Pianist Alexandre Dossin Shines in Russian “Winter Nights”

Alexandre Dossin, pianist
Alexandre Dossin, pianist

Why is it that sometimes the best classical pianists are less heralded than ones whose playing should be wonderful but isn’t?

Recently I heard a performance by a very well-known pianist on a prestigious concert series, whose playing was less than stellar. He had apparently not practiced enough, his program was not as well chosen as it should have been, and I was truly disappointed in the result.

Sunday afternoon, I went to hear Brazilian pianist Alexandre Dossin, performing on the Russian Chamber Music Foundation’s “Winter Nights” program at Nordstrom Recital Hall. (Their Russian Piano Festival returns June 1 and 2 this year.)

I had reviewed some of Dossin’s recordings for the now defunct magazine Clavier [Clavier and Keyboard Companion merged three years ago to form Clavier Companion — ed.], and expected good things. It was more than good. I was bowled over by the technique, the musicianship, the beauty of his interpretations and the way he made himself invisible, allowing the composers’ intentions to come through.

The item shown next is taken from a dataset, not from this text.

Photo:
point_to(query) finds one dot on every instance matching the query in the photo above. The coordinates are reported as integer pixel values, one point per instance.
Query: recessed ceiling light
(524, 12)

It was, naturally, a program of Russian music. Dossin, who won the First and Special Prizes in the 2003 Martha Argerich Competition in Buenos Aires (and was later invited to play with her), played three parts of Tchaikovsky’s The Seasons, five Rachmaninoff preludes, and six selections from Prokofiev’s Visions Fugitives as well as his Toccata, Op. 11.

From the start, Dossin drew the listener into the emotions of the music. For example, in the three Tchaikovsky excerpts: for May, one felt the season of opening; for August, the lively robustness of harvest plenty; and for October — remember, this is all in the north of the country — there was a distinct sense of things closing down, a certain sadness.

All of this Dossin portrayed, with pauses for the music to breathe, with dynamic and shading.

His Rachmaninoff demonstrated his technique by being completely unobtrusive, no matter how busy his fingers, how thunderous the chords. Here, one heard the majesty and solemnity, the quirks or romance, the tension or lack of it, all in the way he put his artistry at the service of the music.

His Prokofiev made a fine contrast. Visions Fugitives in this context means Fleeting Vignettes; they are very brief, often spare, exquisite miniatures, with all their different voices and aspects clearly delineated from a jack-in-a-box style to music of the spheres, the virtuosity taken for granted. Lastly, the great Toccata, a piece that Prokofiev, a fine pianist himself, said he couldn’t really play, received a performance in which Dossin never showed himself off, just the music in a performance as superb as it was musical.

He gave a Liszt transcription as encore, of Alyabiev’s The Nightingale, elucidating Liszt’s sometimes tortuous thinking into something perfectly clear. The whole performance was a delight.

After intermission, pianist Natalya Ageyeva, violinist Kwan Bin Park, and cellist Kevin Krentz gave a fine performance of Shostakovich’s Piano Trio No, 2, and followed it as encore with just one movement from a Borodin Trio — as they said, “something sweet to end with.”